Ese temor ha estado presente muchas veces. Los "luditas" -tecnófobos del pasado- fueron trabajadores textiles que la emprendieron a martillazos contra los telares automáticos en 1811. Varios murieron en la represión o en la horca. Cuando la crisis de 1929 en los Estados Unidos no pocos pensaron que era el comienzo del fin del trabajo.

En los albores de la computación (1964), un grupo de intelectuales, dirigentes sociales, empresariales y laborales -incluyendo algún futuro premio Nobel- advirtió al gobierno de Lyndon B. Johnson sobre los potenciales efectos negativos sobre el empleo de la revolución cibernética. No ocurrió así, al menos hasta ahora. Luego de treinta años, en su famoso libro "El fin del trabajo", Jeremy Rifkin encendió nuevamente la alarma. Veinticinco años después sigue sin ocurrir.

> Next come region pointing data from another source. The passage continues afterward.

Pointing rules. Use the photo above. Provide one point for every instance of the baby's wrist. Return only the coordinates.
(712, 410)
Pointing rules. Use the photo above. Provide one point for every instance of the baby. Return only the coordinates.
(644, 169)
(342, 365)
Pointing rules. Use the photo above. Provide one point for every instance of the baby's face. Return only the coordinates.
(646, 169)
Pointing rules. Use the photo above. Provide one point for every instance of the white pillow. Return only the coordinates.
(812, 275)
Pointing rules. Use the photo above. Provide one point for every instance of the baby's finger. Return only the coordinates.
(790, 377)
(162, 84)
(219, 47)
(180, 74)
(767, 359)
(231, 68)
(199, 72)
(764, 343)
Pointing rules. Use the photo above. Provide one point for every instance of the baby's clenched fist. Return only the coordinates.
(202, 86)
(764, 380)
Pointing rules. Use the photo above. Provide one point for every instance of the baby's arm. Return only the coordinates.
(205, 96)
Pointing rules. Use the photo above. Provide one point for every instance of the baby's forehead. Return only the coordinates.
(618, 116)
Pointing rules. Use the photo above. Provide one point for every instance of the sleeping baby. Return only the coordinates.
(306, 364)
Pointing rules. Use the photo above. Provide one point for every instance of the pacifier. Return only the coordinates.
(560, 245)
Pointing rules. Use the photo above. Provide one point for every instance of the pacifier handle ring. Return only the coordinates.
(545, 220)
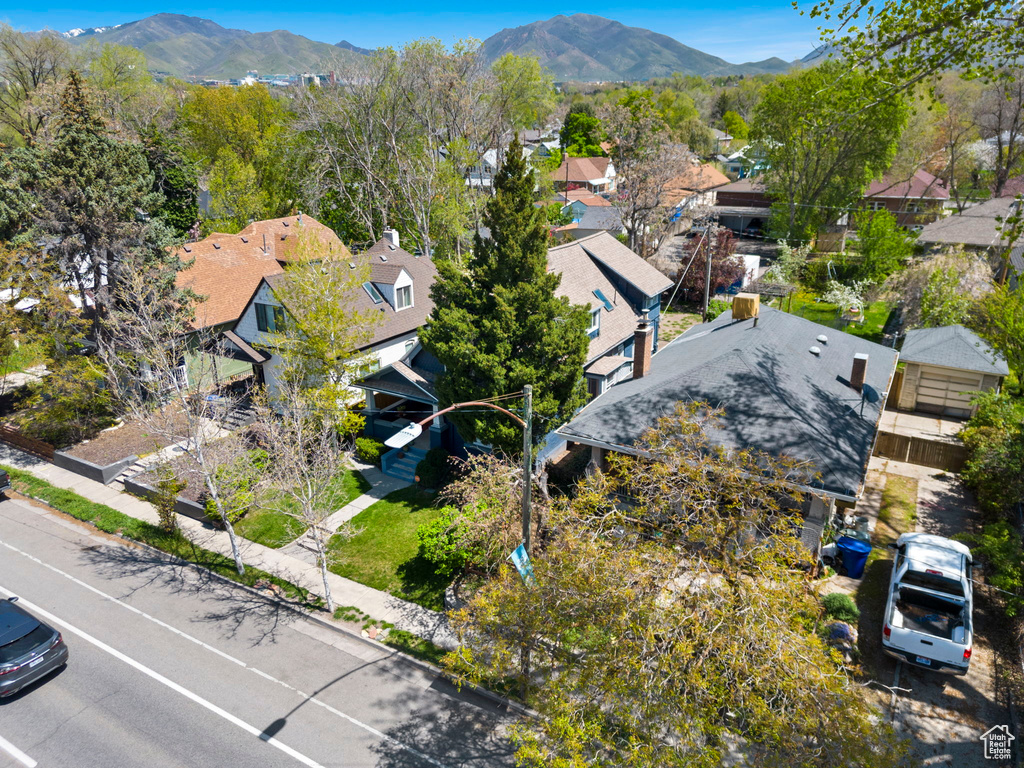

La preocupación se renueva permanentemente en vísperas de lo que se supone puede ser un gigantesco cambio productivo de la mano fundamentalmente de la inteligencia artificial y otras maravillas que apenas podemos intuir. Sin embargo, ha sido un miserable virus el que nos ha puesto en jaque. Pasar por el tripalium, hoy, es más una bendición, que no una tortura.